O motociclista acabou condenado à revelia como incurso no artigo 306 do Código Brasileiro de Trânsito (Lei 9.503/97, com redação dada pela Lei 11.705/2008) — conduzir veículo automotor sob a influência de álcool ou substância psicoativa.
A sentença do juízo da comarca lhe impôs pena de seis meses de reclusão, multa e suspensão da habilitação por seis meses. A pena privativa de liberdade foi substituída por restritiva de direito, além do pagamento de um salário-mínimo em favor de alguma entidade.
Desta decisão, a defesa entrou com recurso de Apelação no TJ-RS.
Preliminarmente, suscitou a inconstitucionalidade do delito tipificado no artigo 306 do CTB. No mérito, pediu a absolvição do autor por insuficiência de provas, pela ausência de comprovação da regularidade do aparelho de bafômetro, nos termos da resolução 206 do Contran.
ACÓRDÃO DISPONÍVEL
Fonte: Site Conjur
Um comentário:
Professora, esse acórdão veio confirmar o entendimento que tenho, como delegado, desde a nova redação do CTB!
O que diz a redação reformada do CTB?
"Art. 306. Conduzir veículo automotor com capacidade psicomotora alterada em razão da influência de álcool ou de outra substância psicoativa que determine dependência:
Penas - detenção, de seis meses a três anos, multa e suspensão ou proibição de se obter a permissão ou a habilitação para dirigir veículo automotor.
§ 1º As condutas previstas no caput serão constatadas por:
I - concentração igual ou superior a 6 decigramas de álcool por litro de sangue ou igual ou superior a 0,3 miligrama de álcool por litro de ar alveolar; ou
II - sinais que indiquem, na forma disciplinada pelo Contran, alteração da capacidade psicomotora."
Aqui divergem as interpretações jurídicas.
O meu entendimento, e de muitos delegados, promotores, juízes e advogados, é o que segue.

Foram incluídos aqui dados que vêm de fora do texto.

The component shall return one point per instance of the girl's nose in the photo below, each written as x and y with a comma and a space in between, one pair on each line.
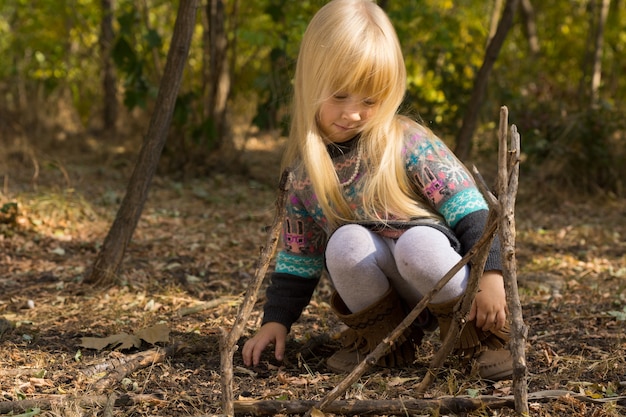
352, 112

No caput do artigo temos uma subjetividade ("capacidade psicomotora alterada etc"), e no § 1º, I, uma descrição objetiva ("tanto" de álcool no sangue equivale ao crime). A meu ver, essa mistura espúria entre narrativa subjetiva no caput e objetiva no inciso I, é que complica a coisa para uma possível constitucionalidade da lei. Na redação original do CTB, a coisa era objetiva: comete crime quem está dirigindo com determinada quantidade de álcool no sangue. Ponto. O crime narrado no caput era ter "tanto" de álcool no sangue e não estar embrigado.
Era ruim, era arbitrário, mas não misturava objetivo com subjetivo. Agora o crime é de dirigir com a capacidade psicomotora alterada, algo subjetivo, e que é bom, a meu ver, pois cada organismo é um. O problema é o inciso I dizer que essa subjetividade se mede por algo objetivo. Isso despersonaliza as coisas.
Se o cerne do artigo é a capacidade alterada, a mera reprovação no bafômetro não pode ser presunção absoluta, pois no caput se fala de alteração da capacidade - algo subjetivo - e depois, no inciso, que isso deve ser provado por teste de etilômetro - algo objetivo. Há uma incongruência aí que deve ser resolvida pro reo.
A presunção da alteração da capacidade psicomotora conforme o § 1º, I, não é absoluta, mas relativa.
Aliás, o Art. 3º, § 1º, da Resolução 432/2013 do CONTRAN, que disciplinou a nova normativa do CTB, ao menos numa lida rápida, dá a entender isso. Não basta reprovar no bafômetro, tem que ver o conjunto dos sinais.